DynamoDB with AWS CLI : scan, get-item and query
Amazon's DynamoDB is a NoSQL key-value store offering from AWS which is quite popular among its users. Using DynamoDB has a lot of advantages and there are various ways of performing CRUD operations on it, in this article I would like to walk you through creating some DynamoDB tables, inserting data in these tables and various ways of reading this data.
First configure your AWS CLI with the IAM user which you would like to use to run these commands.
aws sts get-caller-identity
This command will display the identity of the AWS role sending the requests, if the output is not as expected you need to configure your credentials again.
Creating Tables
Now, let's get some data to insert in the DB. For this demo we'll be inserting data provided by AWS which is pre-processed to be inserted in DynamoDB.

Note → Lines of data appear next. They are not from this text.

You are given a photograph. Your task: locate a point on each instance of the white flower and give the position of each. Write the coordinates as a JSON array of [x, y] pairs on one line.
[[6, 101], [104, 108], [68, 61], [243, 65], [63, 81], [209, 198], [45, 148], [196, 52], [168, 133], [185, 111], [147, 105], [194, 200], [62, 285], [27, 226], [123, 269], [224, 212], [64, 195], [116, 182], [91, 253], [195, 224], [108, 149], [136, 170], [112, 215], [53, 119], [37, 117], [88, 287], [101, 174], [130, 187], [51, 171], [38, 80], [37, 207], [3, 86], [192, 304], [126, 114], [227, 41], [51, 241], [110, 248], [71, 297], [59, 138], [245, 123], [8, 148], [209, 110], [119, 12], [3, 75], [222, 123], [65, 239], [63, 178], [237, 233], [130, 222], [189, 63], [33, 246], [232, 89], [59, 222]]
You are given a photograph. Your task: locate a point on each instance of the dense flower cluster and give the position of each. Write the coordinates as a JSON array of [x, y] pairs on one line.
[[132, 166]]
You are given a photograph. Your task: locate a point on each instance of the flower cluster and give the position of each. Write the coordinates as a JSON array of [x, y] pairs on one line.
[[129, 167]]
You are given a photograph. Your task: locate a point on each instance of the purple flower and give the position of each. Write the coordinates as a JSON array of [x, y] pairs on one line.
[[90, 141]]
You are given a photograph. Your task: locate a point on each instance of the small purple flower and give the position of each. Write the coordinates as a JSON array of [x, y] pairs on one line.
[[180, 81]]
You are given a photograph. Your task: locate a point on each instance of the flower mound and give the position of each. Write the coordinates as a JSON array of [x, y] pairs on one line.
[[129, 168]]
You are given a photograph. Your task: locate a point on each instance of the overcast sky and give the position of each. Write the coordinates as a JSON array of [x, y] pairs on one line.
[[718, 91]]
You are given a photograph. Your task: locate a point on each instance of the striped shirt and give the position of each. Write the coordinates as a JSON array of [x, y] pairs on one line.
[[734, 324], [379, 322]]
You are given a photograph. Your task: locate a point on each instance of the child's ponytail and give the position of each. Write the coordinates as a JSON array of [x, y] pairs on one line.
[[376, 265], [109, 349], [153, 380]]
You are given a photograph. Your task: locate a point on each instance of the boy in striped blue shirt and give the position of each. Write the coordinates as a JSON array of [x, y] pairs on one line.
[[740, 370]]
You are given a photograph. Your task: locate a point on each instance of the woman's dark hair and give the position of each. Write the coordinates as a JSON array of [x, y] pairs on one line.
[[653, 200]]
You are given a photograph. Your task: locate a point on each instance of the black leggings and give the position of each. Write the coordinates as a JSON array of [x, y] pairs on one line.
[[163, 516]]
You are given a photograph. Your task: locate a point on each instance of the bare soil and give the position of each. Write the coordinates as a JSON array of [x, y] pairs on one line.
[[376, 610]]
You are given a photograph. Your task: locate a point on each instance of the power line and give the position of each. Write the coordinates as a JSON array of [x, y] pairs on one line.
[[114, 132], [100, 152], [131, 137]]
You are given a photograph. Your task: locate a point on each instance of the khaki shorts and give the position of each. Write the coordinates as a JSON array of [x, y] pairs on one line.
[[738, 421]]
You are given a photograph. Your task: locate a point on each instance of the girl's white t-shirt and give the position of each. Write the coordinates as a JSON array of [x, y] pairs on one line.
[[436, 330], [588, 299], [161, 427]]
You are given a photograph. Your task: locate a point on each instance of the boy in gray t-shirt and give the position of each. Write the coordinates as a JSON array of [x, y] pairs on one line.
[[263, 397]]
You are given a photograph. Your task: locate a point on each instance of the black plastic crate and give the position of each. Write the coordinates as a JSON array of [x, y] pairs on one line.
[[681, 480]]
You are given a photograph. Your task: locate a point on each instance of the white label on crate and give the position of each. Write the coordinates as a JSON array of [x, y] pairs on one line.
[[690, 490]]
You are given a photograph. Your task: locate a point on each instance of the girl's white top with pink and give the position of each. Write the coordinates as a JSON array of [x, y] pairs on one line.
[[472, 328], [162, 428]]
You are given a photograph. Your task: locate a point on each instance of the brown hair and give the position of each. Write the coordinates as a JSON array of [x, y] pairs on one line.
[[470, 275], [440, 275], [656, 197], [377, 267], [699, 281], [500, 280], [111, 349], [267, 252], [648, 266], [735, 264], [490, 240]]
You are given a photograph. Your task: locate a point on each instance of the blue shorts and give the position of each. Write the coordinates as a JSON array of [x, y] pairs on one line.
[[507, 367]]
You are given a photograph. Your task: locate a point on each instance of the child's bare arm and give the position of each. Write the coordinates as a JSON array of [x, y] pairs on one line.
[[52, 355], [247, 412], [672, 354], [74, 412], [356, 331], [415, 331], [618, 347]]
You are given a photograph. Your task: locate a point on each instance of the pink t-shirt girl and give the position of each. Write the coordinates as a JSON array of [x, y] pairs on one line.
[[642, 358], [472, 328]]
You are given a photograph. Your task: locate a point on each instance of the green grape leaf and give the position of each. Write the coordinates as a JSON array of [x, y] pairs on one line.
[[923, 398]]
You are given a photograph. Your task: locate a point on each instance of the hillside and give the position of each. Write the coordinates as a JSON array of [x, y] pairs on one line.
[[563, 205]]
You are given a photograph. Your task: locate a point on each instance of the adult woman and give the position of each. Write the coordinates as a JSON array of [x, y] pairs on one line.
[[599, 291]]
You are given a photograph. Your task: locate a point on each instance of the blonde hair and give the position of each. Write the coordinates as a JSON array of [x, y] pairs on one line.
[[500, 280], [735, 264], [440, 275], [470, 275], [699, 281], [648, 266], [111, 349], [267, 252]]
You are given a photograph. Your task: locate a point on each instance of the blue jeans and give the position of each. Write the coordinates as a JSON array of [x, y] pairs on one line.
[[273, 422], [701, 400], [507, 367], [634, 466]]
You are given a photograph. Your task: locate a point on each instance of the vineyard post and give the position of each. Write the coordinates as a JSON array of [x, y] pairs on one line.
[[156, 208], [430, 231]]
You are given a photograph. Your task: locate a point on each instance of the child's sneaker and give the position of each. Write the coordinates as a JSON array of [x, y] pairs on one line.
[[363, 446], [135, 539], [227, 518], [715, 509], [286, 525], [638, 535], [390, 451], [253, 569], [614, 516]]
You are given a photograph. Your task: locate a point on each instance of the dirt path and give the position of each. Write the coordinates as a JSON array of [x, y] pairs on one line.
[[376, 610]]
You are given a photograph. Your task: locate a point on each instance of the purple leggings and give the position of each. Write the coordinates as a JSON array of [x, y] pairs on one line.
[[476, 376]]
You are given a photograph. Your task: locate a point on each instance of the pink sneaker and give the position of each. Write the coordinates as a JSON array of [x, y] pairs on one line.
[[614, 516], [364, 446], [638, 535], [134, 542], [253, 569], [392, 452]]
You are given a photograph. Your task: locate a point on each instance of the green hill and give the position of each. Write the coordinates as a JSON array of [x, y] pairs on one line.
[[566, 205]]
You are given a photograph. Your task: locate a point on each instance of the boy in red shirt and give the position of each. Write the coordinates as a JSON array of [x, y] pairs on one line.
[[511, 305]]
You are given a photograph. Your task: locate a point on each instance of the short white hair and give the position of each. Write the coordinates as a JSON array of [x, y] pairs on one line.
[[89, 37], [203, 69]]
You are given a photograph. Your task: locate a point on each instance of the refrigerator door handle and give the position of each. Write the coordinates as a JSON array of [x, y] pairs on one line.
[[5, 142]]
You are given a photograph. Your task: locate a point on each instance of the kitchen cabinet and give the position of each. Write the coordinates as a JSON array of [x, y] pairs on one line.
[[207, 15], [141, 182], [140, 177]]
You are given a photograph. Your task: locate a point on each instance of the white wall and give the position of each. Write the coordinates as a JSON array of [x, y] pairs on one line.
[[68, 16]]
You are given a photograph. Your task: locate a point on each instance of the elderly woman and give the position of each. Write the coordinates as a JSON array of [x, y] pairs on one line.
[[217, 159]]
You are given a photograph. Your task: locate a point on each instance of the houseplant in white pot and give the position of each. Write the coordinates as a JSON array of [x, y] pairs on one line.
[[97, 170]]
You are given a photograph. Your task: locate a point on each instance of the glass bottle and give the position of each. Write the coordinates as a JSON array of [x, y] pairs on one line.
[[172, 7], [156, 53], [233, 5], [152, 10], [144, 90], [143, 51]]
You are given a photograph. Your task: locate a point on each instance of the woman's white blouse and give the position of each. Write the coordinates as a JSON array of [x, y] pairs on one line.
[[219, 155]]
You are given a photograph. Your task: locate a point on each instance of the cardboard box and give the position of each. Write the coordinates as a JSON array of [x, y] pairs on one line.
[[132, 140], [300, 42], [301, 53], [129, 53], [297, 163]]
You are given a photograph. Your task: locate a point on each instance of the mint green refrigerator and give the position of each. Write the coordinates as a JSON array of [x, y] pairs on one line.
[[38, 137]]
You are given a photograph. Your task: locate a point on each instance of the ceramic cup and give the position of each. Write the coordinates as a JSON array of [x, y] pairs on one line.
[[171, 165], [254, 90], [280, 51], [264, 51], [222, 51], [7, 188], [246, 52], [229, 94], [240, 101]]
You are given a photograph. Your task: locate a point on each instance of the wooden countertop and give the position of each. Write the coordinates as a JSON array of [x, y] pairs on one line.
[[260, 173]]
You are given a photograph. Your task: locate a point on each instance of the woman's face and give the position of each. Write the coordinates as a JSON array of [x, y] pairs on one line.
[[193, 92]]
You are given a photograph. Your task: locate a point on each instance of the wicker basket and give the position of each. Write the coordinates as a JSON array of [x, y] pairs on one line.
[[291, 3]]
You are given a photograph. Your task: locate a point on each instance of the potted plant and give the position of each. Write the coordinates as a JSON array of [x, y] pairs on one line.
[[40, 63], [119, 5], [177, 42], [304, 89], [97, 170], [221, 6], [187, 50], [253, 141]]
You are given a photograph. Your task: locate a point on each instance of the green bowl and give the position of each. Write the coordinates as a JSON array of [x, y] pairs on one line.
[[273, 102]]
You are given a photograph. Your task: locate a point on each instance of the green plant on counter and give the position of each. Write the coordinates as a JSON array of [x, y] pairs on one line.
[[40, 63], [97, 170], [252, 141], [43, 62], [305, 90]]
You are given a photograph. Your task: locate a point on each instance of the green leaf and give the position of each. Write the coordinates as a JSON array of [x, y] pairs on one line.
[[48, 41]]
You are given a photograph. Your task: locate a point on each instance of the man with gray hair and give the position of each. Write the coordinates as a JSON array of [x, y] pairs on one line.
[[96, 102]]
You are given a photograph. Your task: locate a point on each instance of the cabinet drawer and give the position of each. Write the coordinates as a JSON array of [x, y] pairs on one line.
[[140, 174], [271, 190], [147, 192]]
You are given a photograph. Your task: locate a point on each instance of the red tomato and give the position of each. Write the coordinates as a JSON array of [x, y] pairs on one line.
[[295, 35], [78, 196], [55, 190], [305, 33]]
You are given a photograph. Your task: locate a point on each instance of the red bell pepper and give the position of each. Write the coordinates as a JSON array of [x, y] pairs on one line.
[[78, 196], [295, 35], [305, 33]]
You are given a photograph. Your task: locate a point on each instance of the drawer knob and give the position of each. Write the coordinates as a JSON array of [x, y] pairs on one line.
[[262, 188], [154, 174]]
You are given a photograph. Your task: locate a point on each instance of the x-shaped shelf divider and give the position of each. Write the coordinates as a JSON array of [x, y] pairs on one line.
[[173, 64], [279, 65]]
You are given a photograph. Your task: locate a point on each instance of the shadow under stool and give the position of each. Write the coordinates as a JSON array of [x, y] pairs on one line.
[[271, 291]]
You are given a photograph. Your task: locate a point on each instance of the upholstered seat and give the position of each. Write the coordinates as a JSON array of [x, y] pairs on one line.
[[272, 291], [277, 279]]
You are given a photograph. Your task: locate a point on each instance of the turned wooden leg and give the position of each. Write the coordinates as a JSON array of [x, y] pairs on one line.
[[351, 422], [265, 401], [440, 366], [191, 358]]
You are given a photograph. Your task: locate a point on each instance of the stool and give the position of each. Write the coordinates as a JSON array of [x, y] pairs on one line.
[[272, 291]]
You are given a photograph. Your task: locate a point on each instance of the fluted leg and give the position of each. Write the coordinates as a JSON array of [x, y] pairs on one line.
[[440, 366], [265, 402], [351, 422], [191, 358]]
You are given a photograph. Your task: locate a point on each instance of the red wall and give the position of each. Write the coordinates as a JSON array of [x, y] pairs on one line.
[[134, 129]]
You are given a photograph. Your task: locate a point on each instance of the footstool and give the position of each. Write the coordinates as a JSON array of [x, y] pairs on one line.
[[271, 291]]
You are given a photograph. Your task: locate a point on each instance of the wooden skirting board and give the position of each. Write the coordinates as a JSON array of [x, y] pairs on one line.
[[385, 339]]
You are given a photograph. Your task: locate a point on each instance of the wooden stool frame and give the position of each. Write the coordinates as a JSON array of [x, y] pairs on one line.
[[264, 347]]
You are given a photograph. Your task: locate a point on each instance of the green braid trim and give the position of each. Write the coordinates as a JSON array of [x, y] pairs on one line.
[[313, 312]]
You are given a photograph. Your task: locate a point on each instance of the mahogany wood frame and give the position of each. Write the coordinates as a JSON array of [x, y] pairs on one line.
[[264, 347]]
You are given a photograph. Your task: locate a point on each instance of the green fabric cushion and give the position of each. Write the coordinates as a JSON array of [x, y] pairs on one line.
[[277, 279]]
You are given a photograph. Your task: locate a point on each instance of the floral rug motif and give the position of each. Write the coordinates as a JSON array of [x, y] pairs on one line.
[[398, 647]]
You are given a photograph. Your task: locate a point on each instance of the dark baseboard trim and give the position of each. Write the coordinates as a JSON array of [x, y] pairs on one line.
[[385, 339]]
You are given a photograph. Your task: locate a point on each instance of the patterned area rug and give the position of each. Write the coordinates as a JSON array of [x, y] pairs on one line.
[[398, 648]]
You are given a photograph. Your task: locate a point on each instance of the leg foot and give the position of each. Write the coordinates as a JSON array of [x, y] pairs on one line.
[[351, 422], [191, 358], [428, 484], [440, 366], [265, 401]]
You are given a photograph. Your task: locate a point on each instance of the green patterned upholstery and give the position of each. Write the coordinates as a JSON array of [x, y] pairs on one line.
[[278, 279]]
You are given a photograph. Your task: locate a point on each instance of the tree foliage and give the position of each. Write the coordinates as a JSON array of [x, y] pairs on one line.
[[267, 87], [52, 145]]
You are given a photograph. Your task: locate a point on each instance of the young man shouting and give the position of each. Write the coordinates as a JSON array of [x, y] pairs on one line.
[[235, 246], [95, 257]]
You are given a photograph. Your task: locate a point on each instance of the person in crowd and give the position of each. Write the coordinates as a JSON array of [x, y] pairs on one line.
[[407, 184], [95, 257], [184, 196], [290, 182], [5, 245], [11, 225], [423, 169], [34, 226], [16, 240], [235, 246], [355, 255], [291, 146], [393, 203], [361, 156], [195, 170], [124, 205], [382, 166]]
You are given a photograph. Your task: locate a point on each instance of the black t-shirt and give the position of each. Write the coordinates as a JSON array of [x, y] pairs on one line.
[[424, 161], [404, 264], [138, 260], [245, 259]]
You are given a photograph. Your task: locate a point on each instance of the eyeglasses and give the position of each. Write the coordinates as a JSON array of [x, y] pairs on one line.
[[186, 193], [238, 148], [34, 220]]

wget https://docs.aws.amazon.com/amazondynamodb/latest/developerguide/samples/sampledata.zip unzip sampledata.zip
This downloads and unzips the data, you will be able to 4 files, ProductCatalog.json, Forum.json, Thread.json, Reply.json. Now, let us create some tables to insert all this data into
aws dynamodb create-table --table-name ProductCatalog --attribute-definitions AttributeName=Id,AttributeType=N --key-schema AttributeName=Id,KeyType=HASH --provisioned-throughput ReadCapacity=10,WriteCapacity=5 aws dynamodb create-table --table-name Forum --attribute-definitions AttributeName=Name,AttributeType=S --key-schema AttributeName=Name,KeyType=HASH --provisioned-throughput ReadCapacity=10,WriteCapacity=5 aws dynamodb create-table --table-name Thread --attribute-definitions AttributeName=ForumName,AttributeType=S AttributeName=Subject,AttributeType=S --key-schema AttributeName=ForumName,KeyType=HASH AttributeName=Subject,KeyType=RANGE --provisioned-throughput ReadCapacity=10,WriteCapacity=5 aws dynamodb create-table --table-name Reply --attribute-definitions AttributeName=Id,AttributeType=S AttributeName=ReplyDateTime,AttributeType=S --key-schema AttributeName=Id,KeyType=HASH AttributeName=ReplyDateTime,KeyType=RANGE --provisioned-throughput ReadCapacity=10,WriteCapacity=5
Notice how the partition key and sort key are defined using the HASH and RANGE reserved keywords respectively.
Inserting Data
Now that we have the data and tables, all that's left is to insert some data in these tables.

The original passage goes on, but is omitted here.